Recognition may occur over several visits, especially with somatic presentation. This step may occur during one visit but may require several if history is complex or the patient is reluctant to accept a depression disgnosis or active treament.

Step 1a: Red flags:
Does the patient present with any of the following?
  • History of depression

  • Multiple unexplained somatic symptoms

  • Recent major stressor or loss

  • High healthcare utilizer

  • Chronic pain

  • Chronic illness(es)

  • Chief complaint of sleep disturbance, fatigue, appetite or weight change

STEP 1b: Ask screening questions
Whenever you suspect depression, ask the patient these questions:

During the past month:

1. Have you often been bothered by little interest or pleasure in doing things?
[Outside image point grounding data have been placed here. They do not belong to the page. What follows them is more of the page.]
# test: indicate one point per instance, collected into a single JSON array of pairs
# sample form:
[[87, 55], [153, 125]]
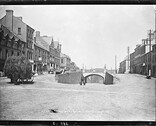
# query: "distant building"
[[54, 51], [154, 60], [65, 61], [10, 44], [41, 54], [21, 29], [142, 60], [122, 67]]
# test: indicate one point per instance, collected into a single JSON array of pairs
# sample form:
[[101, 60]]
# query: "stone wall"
[[70, 78]]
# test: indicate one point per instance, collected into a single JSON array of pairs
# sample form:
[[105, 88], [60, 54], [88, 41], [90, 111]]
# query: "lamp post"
[[150, 37], [40, 63]]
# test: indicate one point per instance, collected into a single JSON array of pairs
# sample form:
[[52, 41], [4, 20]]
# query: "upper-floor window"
[[19, 31]]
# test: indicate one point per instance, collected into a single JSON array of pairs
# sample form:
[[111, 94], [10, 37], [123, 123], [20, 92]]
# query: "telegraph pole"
[[115, 65]]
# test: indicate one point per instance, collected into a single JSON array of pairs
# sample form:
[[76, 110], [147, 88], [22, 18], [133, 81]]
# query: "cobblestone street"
[[131, 98]]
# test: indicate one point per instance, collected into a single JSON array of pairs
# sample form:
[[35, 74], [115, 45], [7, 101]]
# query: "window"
[[19, 31]]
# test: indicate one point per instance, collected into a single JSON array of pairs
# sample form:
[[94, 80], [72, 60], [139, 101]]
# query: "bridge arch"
[[92, 74]]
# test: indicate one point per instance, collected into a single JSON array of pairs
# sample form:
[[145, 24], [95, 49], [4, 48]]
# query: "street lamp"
[[150, 37], [40, 63]]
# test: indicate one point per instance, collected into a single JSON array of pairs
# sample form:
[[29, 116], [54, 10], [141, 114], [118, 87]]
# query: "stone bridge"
[[86, 75]]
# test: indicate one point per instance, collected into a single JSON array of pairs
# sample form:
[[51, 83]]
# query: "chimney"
[[20, 18], [9, 19], [37, 33]]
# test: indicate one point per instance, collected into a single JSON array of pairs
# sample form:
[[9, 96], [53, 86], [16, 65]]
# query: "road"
[[131, 98]]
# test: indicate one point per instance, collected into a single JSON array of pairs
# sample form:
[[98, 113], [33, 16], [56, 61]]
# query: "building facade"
[[142, 60], [122, 67], [41, 54], [54, 51], [10, 44], [21, 29], [65, 61], [154, 60]]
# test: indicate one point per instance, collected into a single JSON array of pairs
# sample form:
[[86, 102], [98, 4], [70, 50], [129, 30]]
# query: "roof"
[[49, 39], [11, 34]]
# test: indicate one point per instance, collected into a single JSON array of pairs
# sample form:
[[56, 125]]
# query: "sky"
[[91, 35]]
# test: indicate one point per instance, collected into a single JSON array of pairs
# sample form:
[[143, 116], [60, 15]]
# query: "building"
[[73, 66], [41, 54], [154, 60], [142, 60], [122, 67], [21, 29], [10, 44], [65, 61], [54, 51]]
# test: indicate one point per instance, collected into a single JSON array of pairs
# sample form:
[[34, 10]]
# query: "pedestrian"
[[82, 80]]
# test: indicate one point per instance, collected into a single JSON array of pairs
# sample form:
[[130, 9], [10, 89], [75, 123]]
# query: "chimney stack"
[[20, 18], [9, 19], [37, 33]]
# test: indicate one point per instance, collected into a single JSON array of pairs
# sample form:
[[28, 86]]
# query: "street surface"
[[131, 98]]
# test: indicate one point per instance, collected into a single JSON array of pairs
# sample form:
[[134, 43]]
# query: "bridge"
[[86, 75]]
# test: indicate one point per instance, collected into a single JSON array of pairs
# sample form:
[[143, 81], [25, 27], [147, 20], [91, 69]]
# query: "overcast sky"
[[90, 34]]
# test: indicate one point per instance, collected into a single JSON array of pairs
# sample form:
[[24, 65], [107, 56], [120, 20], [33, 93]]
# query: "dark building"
[[154, 60], [122, 67], [10, 44]]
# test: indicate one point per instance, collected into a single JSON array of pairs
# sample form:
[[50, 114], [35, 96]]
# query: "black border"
[[75, 123], [28, 2], [78, 123]]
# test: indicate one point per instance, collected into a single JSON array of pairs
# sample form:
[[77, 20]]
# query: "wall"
[[70, 78]]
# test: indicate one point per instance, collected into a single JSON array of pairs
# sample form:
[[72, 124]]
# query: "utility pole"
[[115, 65]]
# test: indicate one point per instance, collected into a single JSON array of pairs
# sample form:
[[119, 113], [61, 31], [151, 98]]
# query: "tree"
[[17, 67]]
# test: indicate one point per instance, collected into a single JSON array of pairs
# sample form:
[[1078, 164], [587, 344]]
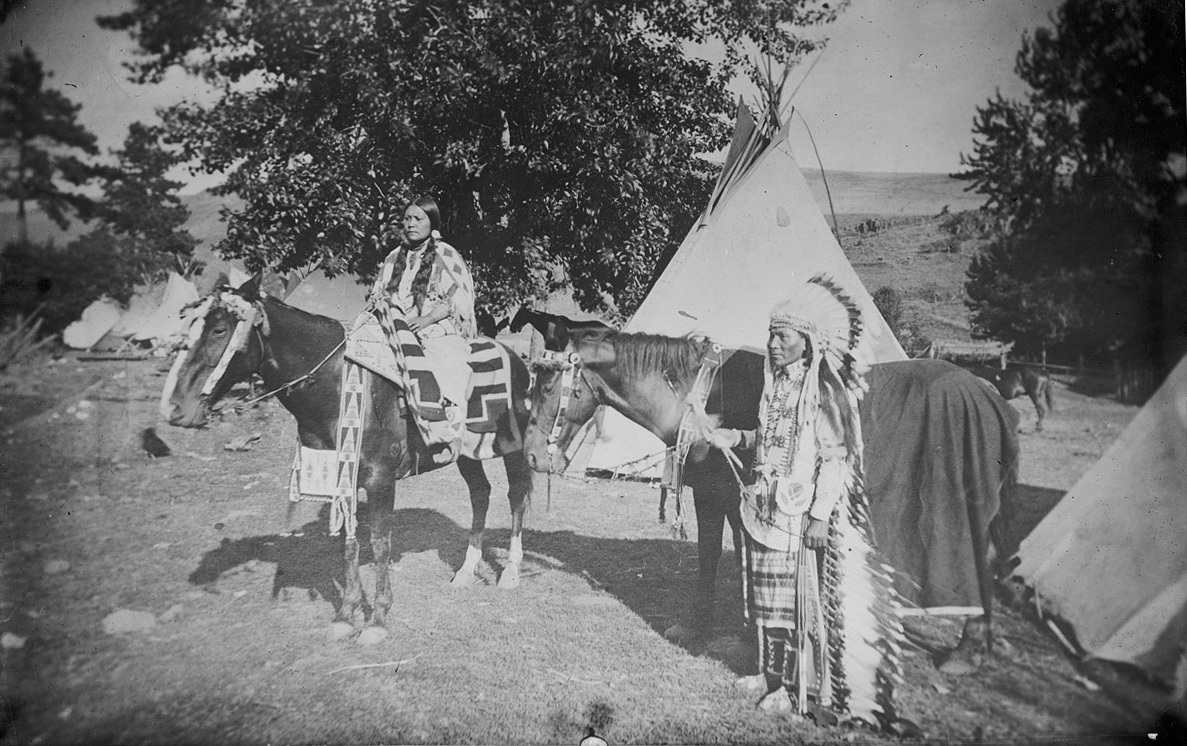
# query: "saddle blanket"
[[487, 393]]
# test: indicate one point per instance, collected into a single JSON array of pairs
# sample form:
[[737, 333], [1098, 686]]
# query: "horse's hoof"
[[509, 577], [341, 630], [372, 636], [464, 577], [754, 683], [680, 634], [962, 663]]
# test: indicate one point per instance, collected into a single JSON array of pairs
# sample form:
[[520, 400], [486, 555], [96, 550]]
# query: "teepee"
[[1111, 558], [760, 233]]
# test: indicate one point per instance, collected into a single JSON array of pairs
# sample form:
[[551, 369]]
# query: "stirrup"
[[751, 683], [446, 453]]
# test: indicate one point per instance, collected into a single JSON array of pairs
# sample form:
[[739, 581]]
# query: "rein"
[[570, 371], [251, 316]]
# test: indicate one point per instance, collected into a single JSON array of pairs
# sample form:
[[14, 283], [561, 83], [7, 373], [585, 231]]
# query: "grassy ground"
[[239, 652]]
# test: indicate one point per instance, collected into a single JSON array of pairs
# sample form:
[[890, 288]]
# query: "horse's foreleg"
[[351, 595], [1040, 410], [381, 602], [480, 503], [519, 492]]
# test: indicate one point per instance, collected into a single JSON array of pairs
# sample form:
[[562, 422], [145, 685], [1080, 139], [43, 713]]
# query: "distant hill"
[[852, 193], [889, 228]]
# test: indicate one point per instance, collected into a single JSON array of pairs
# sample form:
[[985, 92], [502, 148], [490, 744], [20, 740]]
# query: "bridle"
[[570, 366], [249, 318]]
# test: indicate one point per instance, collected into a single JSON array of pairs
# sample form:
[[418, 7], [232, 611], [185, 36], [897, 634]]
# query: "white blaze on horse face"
[[200, 318]]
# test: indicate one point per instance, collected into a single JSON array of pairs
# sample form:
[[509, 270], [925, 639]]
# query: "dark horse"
[[1013, 383], [488, 326], [553, 328], [940, 457], [287, 345]]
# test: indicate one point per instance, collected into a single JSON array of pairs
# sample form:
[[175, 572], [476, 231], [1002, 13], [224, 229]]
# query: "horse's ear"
[[273, 284], [558, 336], [592, 345], [251, 290]]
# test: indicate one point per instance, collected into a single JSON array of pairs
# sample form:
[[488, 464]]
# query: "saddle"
[[487, 392]]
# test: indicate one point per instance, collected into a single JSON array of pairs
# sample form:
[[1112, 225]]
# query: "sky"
[[895, 90]]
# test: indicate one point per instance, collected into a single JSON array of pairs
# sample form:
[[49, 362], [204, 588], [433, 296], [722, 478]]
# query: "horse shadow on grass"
[[309, 560], [655, 579]]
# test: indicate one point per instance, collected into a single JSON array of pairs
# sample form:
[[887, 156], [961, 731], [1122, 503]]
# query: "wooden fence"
[[1128, 384]]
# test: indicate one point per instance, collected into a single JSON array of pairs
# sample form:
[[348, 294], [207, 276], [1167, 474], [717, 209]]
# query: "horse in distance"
[[1013, 383]]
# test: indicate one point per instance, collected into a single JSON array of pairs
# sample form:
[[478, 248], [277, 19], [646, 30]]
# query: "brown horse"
[[299, 355], [552, 327], [1013, 383], [940, 455]]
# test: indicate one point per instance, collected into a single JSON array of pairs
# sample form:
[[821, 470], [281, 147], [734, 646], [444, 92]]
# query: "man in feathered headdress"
[[820, 600]]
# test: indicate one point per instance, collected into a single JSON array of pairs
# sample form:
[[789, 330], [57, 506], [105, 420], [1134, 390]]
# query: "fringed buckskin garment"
[[445, 343], [827, 620]]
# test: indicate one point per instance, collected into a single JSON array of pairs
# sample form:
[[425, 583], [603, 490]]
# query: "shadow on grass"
[[655, 579]]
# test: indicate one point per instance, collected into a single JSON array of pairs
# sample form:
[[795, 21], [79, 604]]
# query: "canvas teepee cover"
[[760, 233], [1111, 557]]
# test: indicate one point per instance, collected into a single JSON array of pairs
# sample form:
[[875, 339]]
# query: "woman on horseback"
[[426, 282], [821, 602]]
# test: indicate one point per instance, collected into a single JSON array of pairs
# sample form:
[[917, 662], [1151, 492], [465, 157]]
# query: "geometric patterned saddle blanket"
[[488, 392], [331, 475]]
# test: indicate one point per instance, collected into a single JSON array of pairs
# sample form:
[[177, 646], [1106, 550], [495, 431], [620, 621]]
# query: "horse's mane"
[[675, 358], [324, 321]]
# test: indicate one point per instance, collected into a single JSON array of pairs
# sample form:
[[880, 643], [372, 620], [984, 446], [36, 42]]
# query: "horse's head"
[[565, 396], [521, 317], [223, 348]]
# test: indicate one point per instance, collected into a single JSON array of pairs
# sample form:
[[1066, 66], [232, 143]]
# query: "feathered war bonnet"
[[832, 322]]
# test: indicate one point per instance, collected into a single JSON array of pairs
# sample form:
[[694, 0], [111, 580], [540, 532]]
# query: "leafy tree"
[[560, 137], [38, 134], [143, 217], [1087, 175]]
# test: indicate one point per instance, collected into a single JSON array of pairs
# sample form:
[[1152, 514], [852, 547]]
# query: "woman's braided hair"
[[420, 282]]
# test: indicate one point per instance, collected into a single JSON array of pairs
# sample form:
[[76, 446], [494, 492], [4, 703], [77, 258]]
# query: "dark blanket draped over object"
[[944, 471]]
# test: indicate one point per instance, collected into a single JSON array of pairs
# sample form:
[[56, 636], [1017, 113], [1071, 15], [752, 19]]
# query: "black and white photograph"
[[545, 372]]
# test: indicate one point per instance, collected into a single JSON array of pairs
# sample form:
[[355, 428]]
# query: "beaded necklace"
[[779, 434]]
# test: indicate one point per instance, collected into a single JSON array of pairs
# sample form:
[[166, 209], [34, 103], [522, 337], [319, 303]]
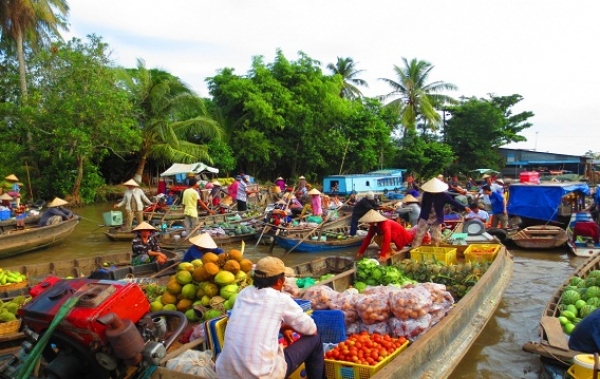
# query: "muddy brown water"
[[497, 352]]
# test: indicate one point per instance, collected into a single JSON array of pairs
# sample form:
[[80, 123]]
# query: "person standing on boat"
[[586, 335], [315, 202], [134, 199], [361, 208], [251, 348], [144, 246], [432, 211], [279, 182], [499, 213], [55, 213], [201, 243], [190, 200], [410, 210], [388, 230]]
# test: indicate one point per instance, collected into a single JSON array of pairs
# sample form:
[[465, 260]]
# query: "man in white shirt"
[[251, 348]]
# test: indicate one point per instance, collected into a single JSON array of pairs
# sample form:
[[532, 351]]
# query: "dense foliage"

2. Feeling down, depressed or hopeless?

If patient says “yes" to either of these questions, use the PHQ-9 to assist with diagnostic assessment.

STEP 1c: Complete diagnostic assessment & administer the diagnostic assessment tool
               (PHQ-9) at the initial visit
Clinicians should follow their usual diagnostic assessment. In addition, the PHQ-9 is a patient self-administered questionnaire that helps make a depression diagnosis and determine severity. The clinician and/or office staff discusses the reasons for completing the questionnaire and explains how to fill it out.

After the patient has completed the PHQ-9 questionnaire, it is scored by the clinician or office staff. There are two components on the PHQ-9 to be tallied:

    • Number of symptoms          (Follows DSM-IV criteria for depression)

    • Total severity score             (Depression severity)

In addition, the patient will rate the level of functional impairment (impact on their life).

STEP 1d: Assessing suicide risk
If the suicide item is positive on the PHQ-9 (question “i”), the clinician needs to perform a suicide risk assessment.

STEP 1e: Formulating a depression diagnosis
Based on the PHQ-9 number of symptoms present more than half the days in the past 2 weeks, the total severity score, and the level of functional impairment, the clinician can formulate a working depression diagnosis.